El carácter de Stalin se manifestó con una fuerza particular en la actividad de los órganos de seguridad creados por él.

Las torturas durante los interrogatorios, la actividad destructora de la opríchnina[42] que tenía como misión aniquilar no sólo a las personas sino también las clases sociales, los métodos policiales que no dejaron de evolucionar desde Maliuta Skurátov[43] hasta el conde Benckendorff[44] encontraron sus equivalentes en el alma de Stalin, en las actividades del aparato represivo creado por él.

Pero sin duda esos equivalentes fueron particularmente funestos porque en la naturaleza de Stalin el principio revolucionario ruso iba estrechamente unido al principio de la policía secreta rusa, desenfrenada y todopoderosa.

Esa fusión de revolución y policía, que se había obrado en la naturaleza de Stalin y se había reflejado en los órganos de seguridad que él mismo creó, tenían su prototipo en el Estado ruso.

La asociación de Degáyev —intelectual, miembro de Naródnaya Volia y posteriormente agente de la Ojrana— con el entonces jefe de la policía, el coronel Sudeikin, tuvo lugar en los años en que Iósif Dzhugashvili[45] era aún un niño; éste fue el prototipo de aquella alianza monstruosa.

Sudeikin, hombre astuto, escéptico, que conocía bien y apreciaba la fuerza revolucionaria de Rusia y contemplaba con aire burlón la mezquindad del zar y sus ministros para los que trabajaba, utilizó a Degáyev con fines policiales. Degáyev, miembro de Naródnaya Volia, sirvió al mismo tiempo a la Revolución y a la policía.

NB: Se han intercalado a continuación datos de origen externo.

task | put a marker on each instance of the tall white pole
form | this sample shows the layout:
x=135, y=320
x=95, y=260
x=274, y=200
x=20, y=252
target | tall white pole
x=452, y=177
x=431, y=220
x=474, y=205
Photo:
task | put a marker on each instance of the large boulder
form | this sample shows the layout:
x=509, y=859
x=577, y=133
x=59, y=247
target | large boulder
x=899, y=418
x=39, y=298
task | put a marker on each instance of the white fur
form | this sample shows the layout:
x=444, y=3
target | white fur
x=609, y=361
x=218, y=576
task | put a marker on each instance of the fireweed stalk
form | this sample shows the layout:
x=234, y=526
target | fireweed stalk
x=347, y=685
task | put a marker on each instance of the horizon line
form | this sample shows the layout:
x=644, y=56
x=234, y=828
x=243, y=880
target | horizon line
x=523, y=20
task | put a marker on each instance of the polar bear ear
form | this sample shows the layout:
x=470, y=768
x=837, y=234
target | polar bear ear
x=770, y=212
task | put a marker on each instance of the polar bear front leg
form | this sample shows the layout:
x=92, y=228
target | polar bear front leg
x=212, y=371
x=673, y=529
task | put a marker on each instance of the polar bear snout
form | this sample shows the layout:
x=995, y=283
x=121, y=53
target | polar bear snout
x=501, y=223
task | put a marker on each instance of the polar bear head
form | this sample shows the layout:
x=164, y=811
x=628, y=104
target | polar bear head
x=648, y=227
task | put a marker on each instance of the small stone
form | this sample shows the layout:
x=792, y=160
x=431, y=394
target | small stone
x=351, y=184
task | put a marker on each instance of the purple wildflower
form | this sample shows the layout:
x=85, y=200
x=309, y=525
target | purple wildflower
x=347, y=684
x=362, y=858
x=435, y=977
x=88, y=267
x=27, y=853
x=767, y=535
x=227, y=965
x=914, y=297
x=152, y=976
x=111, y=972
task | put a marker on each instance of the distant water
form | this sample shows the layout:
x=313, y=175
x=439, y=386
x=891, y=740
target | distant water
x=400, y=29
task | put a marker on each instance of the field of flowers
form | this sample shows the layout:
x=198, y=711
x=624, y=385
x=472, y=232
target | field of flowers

Pero los planes de Sudeikin no estaban destinados a cumplirse. Quería aprovecharse de la Revolución, primero favoreciéndola, después propagando infundios, montando falsos complots; asustaría al zar, alcanzaría el poder, se convertiría en dictador. Y una vez llegara a la cabeza del Estado, destruiría por completo la Revolución. Pero sus sueños insolentes no se realizaron. Degáyev mató a Sudeikin.

Fue Stalin quien venció. Dentro de su victoria vivía, en un rinconcito, a escondidas de todo el mundo y de él mismo, la victoria que Sudeikin había soñado: atar al carro del Estado dos caballos, la Revolución y la policía secreta.

Stalin, que había nacido de la Revolución, ajustó cuentas con los revolucionarios y con la Revolución con ayuda del aparato policial.

Tal vez la manía persecutoria que tanto lo atormentaba provenía del miedo secreto de Sudeikin a Degáyev, oculto en su subconsciente. Aun domado y sujeto a la Tercera Sección, el revolucionario de Naródnaya Volia inspiraba terror al coronel de la policía. Y lo más espantoso es que los dos, Sudeikin y Degáyev —amigos, enemigos, traicionándose entre sí—, vivían juntos en las tinieblas estrechas del alma de Stalin.

Tal vez allí, o no muy lejos de allí, se halle la explicación a uno de los enigmas que más desconcertó a los hombres que vivieron los acontecimientos de 1937: ¿para qué hacía falta, al destruir a gente inocente, devota de la Revolución, elaborar detalladísimos guiones, falsos de principio a fin, sobre su participación en complots inventados, inexistentes?

Con atroces torturas, que se prolongaban durante días, semanas, meses y a veces años, los órganos de seguridad obligaban a desdichados contables, ingenieros o agrónomos al límite de sus fuerzas a participar en representaciones teatrales, a interpretar el papel de los malos, agentes del extranjero, terroristas, saboteadores.

¿Para qué hicieron todo eso? Millones de personas se lo han preguntado millones de veces.

Después de todo, Sudeikin, cuando preparaba sus puestas en escena, se proponía engañar al zar. Pero Stalin no tenía necesidad de engañar al zar porque él era el zar.

Sí, es cierto, y sin embargo Stalin aspiraba a engañar a aquel zar que, muy a su pesar, invisible, vivía en la secreta oscuridad de su alma.

El invisible señor y soberano de su alma continuaba viviendo en todas partes, allí donde aparentemente la ausencia de libertad triunfaba plenamente. Sólo él logró aterrorizar a Stalin hasta el fin de sus días.

Y hasta el fin de sus días Stalin fue incapaz, ni siquiera con su sanguinaria violencia, de acabar con la libertad, aquella libertad en nombre de la cual había empezado la Revolución rusa de Febrero.

Y el asiático que vivía en el alma de Stalin se esforzaba en engañar a la libertad, usaba astucias contra ella y se desesperaba por no poder liquidarla.